Il reste toujours quelques micro-retouches possibles, notamment autour de la griffe ou dans certaines zones de contact. Mais à ce stade, la pièce est déjà prête à recevoir une sous-couche et à rejoindre la table de jeu.
Étape 10 : Retenir les réglages qui font vraiment la différence
Le résultat final ne repose pas sur un unique réglage magique.

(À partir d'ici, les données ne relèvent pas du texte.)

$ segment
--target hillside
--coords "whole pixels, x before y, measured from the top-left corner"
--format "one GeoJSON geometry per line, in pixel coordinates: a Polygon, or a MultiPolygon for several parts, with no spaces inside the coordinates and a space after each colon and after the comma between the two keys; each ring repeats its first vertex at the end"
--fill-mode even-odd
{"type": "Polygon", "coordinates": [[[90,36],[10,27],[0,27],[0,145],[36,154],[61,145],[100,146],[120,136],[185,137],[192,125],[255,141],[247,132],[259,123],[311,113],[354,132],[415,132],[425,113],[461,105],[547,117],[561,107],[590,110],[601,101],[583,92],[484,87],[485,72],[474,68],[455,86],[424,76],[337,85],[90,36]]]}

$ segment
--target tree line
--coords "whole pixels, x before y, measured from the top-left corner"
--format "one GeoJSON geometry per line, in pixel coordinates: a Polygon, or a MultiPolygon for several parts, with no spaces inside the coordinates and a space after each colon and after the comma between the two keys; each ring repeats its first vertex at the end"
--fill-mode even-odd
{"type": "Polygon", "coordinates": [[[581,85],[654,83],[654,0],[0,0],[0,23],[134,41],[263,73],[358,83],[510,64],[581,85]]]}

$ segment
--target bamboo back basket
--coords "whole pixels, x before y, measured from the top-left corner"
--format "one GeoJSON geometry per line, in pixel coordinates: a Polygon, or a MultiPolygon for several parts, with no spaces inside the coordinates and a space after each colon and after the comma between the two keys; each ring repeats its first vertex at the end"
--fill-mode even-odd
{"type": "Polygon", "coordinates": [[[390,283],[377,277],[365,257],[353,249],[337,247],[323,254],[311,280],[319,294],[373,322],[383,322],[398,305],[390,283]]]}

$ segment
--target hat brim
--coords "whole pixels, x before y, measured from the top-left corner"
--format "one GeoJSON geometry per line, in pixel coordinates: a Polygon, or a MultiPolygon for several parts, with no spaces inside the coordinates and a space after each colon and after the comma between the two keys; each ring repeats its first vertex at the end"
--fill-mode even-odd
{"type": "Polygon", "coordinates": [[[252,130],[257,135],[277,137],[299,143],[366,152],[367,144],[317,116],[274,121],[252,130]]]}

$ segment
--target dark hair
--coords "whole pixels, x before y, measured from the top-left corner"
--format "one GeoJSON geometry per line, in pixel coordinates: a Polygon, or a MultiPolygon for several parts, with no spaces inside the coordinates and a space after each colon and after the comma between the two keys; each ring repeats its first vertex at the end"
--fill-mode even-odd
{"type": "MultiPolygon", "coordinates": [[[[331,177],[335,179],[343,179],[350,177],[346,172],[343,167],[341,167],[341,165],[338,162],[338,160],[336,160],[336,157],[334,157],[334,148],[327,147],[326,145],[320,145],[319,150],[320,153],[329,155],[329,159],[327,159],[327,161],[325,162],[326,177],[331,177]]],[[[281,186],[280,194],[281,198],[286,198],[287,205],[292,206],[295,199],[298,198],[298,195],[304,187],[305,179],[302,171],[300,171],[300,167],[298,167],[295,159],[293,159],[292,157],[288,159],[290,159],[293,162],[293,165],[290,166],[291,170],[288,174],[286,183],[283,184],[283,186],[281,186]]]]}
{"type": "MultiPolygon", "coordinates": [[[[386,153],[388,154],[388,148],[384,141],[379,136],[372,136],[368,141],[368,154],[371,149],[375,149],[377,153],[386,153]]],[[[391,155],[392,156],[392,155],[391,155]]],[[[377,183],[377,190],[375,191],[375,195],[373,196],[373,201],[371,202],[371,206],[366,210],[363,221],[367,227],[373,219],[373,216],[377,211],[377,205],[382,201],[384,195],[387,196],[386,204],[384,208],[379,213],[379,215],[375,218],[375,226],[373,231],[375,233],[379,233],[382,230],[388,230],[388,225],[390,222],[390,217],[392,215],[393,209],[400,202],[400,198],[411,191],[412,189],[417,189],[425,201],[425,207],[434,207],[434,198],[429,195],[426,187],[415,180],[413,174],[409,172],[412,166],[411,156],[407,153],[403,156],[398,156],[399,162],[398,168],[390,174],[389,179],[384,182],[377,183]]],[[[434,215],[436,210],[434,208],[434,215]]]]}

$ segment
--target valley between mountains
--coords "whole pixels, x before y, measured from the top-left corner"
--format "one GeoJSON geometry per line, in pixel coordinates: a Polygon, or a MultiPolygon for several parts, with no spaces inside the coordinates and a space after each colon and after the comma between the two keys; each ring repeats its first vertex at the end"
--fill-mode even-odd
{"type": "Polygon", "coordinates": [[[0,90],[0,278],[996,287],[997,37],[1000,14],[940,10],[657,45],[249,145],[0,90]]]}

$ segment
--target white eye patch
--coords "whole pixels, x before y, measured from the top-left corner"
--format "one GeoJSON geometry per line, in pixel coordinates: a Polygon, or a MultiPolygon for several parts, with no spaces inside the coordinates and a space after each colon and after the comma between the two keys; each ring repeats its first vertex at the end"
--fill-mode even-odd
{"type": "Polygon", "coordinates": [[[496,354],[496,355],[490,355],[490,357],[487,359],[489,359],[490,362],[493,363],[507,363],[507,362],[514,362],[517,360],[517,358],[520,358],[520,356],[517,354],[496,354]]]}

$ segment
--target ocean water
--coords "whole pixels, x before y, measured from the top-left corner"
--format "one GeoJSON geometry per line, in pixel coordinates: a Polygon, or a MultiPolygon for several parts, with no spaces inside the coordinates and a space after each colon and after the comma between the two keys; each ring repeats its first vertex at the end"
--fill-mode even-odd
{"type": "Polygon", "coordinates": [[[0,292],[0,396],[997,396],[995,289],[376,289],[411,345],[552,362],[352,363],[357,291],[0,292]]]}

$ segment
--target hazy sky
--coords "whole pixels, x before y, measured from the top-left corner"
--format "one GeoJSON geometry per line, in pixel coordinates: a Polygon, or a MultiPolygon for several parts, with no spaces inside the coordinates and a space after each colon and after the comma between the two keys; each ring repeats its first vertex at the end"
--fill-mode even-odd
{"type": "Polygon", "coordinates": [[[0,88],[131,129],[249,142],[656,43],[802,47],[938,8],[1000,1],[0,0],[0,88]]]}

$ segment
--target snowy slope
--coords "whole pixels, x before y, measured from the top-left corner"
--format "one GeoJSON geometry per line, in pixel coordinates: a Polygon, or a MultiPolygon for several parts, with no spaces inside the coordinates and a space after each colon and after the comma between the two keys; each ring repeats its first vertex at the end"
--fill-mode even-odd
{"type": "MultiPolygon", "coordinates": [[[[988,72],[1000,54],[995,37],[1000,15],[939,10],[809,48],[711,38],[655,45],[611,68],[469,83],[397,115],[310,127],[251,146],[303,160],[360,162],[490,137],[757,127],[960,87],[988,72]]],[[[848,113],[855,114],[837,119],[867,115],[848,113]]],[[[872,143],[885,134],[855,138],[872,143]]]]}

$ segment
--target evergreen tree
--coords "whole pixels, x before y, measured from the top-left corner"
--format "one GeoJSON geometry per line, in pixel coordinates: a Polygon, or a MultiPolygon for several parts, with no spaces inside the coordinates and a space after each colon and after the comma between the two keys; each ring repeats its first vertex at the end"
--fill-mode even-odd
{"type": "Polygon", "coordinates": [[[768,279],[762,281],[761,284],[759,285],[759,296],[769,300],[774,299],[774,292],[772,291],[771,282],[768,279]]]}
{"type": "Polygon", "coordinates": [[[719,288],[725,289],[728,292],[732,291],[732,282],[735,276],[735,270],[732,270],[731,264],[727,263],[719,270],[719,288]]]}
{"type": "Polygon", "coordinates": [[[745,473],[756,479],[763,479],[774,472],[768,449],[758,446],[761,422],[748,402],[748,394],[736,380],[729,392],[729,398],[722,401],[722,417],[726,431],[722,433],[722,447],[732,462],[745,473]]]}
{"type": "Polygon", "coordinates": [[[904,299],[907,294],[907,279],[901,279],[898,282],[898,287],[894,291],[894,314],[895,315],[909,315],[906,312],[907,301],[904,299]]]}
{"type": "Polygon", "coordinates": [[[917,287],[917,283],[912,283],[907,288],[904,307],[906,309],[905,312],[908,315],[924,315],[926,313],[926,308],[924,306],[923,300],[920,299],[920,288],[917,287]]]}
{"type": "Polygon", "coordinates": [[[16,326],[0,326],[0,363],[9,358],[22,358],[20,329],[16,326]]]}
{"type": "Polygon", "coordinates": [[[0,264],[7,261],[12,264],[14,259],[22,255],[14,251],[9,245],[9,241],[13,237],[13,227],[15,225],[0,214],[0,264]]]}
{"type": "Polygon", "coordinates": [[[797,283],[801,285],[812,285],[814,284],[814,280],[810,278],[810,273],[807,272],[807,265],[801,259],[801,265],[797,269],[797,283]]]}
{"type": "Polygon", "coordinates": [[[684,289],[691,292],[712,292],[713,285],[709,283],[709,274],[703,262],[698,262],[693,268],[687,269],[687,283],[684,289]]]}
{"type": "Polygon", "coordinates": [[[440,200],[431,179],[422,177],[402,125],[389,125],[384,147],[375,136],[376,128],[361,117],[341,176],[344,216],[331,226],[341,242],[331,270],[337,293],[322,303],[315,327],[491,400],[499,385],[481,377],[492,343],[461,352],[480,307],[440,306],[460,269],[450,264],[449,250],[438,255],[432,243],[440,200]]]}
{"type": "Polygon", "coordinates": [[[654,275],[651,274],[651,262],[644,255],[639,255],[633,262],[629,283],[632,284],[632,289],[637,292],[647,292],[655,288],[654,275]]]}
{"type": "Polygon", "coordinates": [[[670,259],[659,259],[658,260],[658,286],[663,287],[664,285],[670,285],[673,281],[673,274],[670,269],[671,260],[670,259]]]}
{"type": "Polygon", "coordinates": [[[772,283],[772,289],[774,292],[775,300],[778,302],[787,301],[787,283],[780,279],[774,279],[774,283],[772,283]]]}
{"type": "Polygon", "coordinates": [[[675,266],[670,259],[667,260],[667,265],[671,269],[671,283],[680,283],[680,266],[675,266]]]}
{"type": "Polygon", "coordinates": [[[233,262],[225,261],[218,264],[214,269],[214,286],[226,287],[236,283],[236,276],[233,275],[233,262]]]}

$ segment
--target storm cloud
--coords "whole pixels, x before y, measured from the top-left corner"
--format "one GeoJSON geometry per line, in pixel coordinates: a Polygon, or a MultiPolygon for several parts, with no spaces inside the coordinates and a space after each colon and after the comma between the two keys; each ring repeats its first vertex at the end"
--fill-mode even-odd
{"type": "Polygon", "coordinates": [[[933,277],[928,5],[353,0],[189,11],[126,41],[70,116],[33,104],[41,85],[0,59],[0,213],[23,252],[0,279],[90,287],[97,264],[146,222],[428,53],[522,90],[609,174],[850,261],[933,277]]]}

C’est l’ensemble du pipeline qui rend l’impression FDM de figurines aussi efficace :
- Découper les éléments qui imposent une mauvaise orientation.
- Incliner la figurine pour limiter les surfaces supérieures visibles.
- Créer des supports fins de style résine dans Lychee Slicer.
- Séparer modèle et supports dans Blender avec Resin FDM.
- Imprimer les supports à 0,18 mm et le modèle à 0,06 mm dans Orca Slicer.
- Retirer les supports doucement, avec une pince sur les zones fragiles.
- Utiliser très peu de chaleur pour éliminer les fils éventuels.
- Assembler les pièces avec cyanoacrylate et activateur.
Ce workflow est particulièrement intéressant pour les personnes qui veulent produire beaucoup de figurines, jouer rapidement avec leurs impressions et passer plus de temps à peindre qu’à laver, durcir et nettoyer des pièces en résine.
Le filament utilisé ici est du PLA gris, un choix simple et pratique pour conserver une bonne lecture des détails avant peinture. Une sous-couche mate finira ensuite d’uniformiser la surface et de préparer la miniature pour les couches de couleur.